Robert Earl jumped up in the air several times, shaking the entire cabin. “Yes! Yes! Yes! Yes! Thank you, Ruth Ann. Thank you! I told Shirley you were reasonable. I knew you were better off alive than dead.”
“What?” Ruth Ann said.
“Nothing. You’re my favorite sister.” He hugged her. “You know I wouldn’t let nobody kill you.”
Shirley laughed. “Robert Earl, Ruth Ann has nothing to do with you getting your share of the money.”
“Huh?” quickly releasing Ruth Ann.
“Shirley set a trap. She faked the will. Daddy didn’t leave all the money to me.”
Robert Earl stared at them both. “Which lie you want me to believe?”
“I faked the will,” Shirley said, “to draw Daddy’s killer up here. Once I catch whoever did it, we’ll all get our share of the money.”

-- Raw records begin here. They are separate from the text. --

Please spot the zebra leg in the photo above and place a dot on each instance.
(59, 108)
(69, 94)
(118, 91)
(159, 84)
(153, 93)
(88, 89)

“I see,” he said. “A trick… to catch the killer. You sure had me fooled.”
“Keep taking the bee pollen, Robert Earl. It’s finally starting to kick in.”
Robert Earl stared at the door. “If the killer comes here, he’s going to kill Ruth Ann.” He swallowed. “And whoever else is here. I need to get my butt out of here. Now! What if there’s gunplay?” Shirley held up the gun. “I might not know long division, Shirley, but that sure looks like a pellet gun to me.”
“I told you, Shirley!” Ruth Ann said.
“Robert Earl,” Shirley said, “why don’t you stay here and help us catch the killer? If the gun doesn’t work, you can hold the killer at bay with your knife.”
“Do I look stupid?” Shirley nodded. “Shirley, you’ve been watching too much television. I’m going home. Y’all know my number. Call me and let me know how it worked out.” He started for the door.
“Ruth Ann!” a voice cried from outside.
Robert Earl froze. “Ruth Ann, someone is looking for you.”
“Linda!” the man called.
“I dropped the remote. Come get it.”
Eric exhaled in relief when Linda leaned over the couch and retrieved the remote control. Thank God the man was lazy. Eric’s legs were numb. He’d ducked behind the couch in an uncomfortable position: knees bent; butt resting on his ankles; hands flat on the floor; head scrunched down to keep from showing above the headrest. And he now needed to pee.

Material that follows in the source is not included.